Analyzing noncoding variation associated with disease is a major application of Basenji. I now offer several tools to enable that analysis. If you have a small set of variants and know what datasets are most relevant, [basenji_sat_vcf.py](https://github.com/calico/basenji/blob/master/bin/basenji_sat_vcf.py) lets you perform a saturation mutagenesis of the variant and surrounding region to see the relevant nearby motifs.

If you want scores measuring the influence of those variants on all datasets,
 * [basenji_sad.py](https://github.com/calico/basenji/blob/master/bin/basenji_sad.py) computes my SNP activity difference (SAD) score--the predicted change in aligned fragments to the region.
 * [basenji_sed.py](https://github.com/calico/basenji/blob/master/bin/basenji_sed.py) computes my SNP expression difference (SED) score--the predicted change in aligned fragments to gene TSS's.

Here, I'll demonstrate those two programs.

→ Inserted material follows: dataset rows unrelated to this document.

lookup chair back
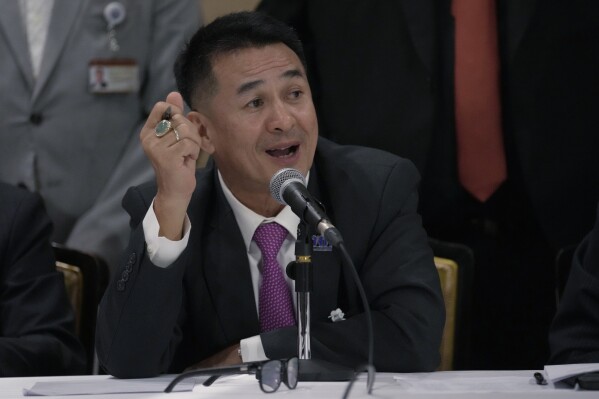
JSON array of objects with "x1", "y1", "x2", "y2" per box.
[
  {"x1": 429, "y1": 238, "x2": 474, "y2": 371},
  {"x1": 52, "y1": 243, "x2": 109, "y2": 374},
  {"x1": 435, "y1": 256, "x2": 459, "y2": 371}
]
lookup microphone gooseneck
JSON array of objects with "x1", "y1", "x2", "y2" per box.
[{"x1": 270, "y1": 168, "x2": 376, "y2": 398}]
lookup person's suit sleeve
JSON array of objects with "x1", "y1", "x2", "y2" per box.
[
  {"x1": 96, "y1": 187, "x2": 187, "y2": 378},
  {"x1": 66, "y1": 0, "x2": 200, "y2": 270},
  {"x1": 549, "y1": 209, "x2": 599, "y2": 364},
  {"x1": 261, "y1": 156, "x2": 445, "y2": 372},
  {"x1": 0, "y1": 189, "x2": 85, "y2": 377}
]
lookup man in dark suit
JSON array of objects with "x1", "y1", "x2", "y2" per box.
[
  {"x1": 259, "y1": 0, "x2": 599, "y2": 369},
  {"x1": 97, "y1": 13, "x2": 444, "y2": 377},
  {"x1": 0, "y1": 183, "x2": 85, "y2": 377},
  {"x1": 549, "y1": 203, "x2": 599, "y2": 364}
]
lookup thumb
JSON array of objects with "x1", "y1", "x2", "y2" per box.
[{"x1": 166, "y1": 91, "x2": 183, "y2": 110}]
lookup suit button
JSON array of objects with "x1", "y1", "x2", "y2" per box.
[{"x1": 29, "y1": 113, "x2": 44, "y2": 125}]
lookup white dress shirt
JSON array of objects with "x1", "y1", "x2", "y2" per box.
[{"x1": 143, "y1": 172, "x2": 307, "y2": 362}]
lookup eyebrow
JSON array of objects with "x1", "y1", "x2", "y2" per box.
[{"x1": 237, "y1": 69, "x2": 304, "y2": 94}]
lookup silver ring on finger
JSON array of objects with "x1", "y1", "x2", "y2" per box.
[{"x1": 154, "y1": 119, "x2": 173, "y2": 138}]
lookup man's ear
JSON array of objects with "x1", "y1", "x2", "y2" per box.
[{"x1": 187, "y1": 111, "x2": 214, "y2": 155}]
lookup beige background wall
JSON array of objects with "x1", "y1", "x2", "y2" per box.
[{"x1": 199, "y1": 0, "x2": 260, "y2": 23}]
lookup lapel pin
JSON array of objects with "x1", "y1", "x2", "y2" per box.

You'll need
 * Trained model
 * Input file (FASTA or HDF5 with test_in/test_out)

First, you can either train your own model in the [Train/test tutorial](https://github.com/calico/basenji/blob/master/tutorials/train_test.ipynb) or use one that I pre-trained from the models subdirectory.

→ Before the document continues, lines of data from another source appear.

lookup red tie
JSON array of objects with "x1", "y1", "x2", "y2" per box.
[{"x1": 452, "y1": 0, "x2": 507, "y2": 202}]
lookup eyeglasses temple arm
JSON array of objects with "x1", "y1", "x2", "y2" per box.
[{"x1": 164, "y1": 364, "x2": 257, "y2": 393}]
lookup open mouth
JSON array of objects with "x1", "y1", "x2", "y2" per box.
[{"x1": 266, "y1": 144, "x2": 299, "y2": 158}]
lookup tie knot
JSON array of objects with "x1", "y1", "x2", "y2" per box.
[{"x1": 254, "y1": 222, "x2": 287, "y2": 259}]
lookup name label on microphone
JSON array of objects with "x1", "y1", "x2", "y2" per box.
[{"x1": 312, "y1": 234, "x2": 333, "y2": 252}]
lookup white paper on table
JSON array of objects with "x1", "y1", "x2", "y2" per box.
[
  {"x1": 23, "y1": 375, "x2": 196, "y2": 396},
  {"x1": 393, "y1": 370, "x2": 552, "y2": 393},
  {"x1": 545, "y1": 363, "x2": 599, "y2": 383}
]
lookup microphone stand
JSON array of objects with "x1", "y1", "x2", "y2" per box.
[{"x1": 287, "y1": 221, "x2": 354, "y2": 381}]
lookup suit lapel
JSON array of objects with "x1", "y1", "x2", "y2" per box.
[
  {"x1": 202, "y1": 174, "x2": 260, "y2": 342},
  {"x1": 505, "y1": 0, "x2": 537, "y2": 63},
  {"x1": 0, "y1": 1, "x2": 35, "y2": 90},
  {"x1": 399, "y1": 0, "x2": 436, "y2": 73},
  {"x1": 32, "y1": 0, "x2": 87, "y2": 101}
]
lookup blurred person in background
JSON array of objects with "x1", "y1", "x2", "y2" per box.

As an example, we'll study a prostate cancer susceptibility allele of rs339331 that increases RFX6 expression by modulating HOXB13 chromatin binding (http://www.nature.com/ng/journal/v46/n2/full/ng.2862.html).

First, we'll use [basenji_sad.py](https://github.com/calico/basenji/blob/master/bin/basenji_sad.py) to predict across the region for each allele and compute stats about the mean and max differences.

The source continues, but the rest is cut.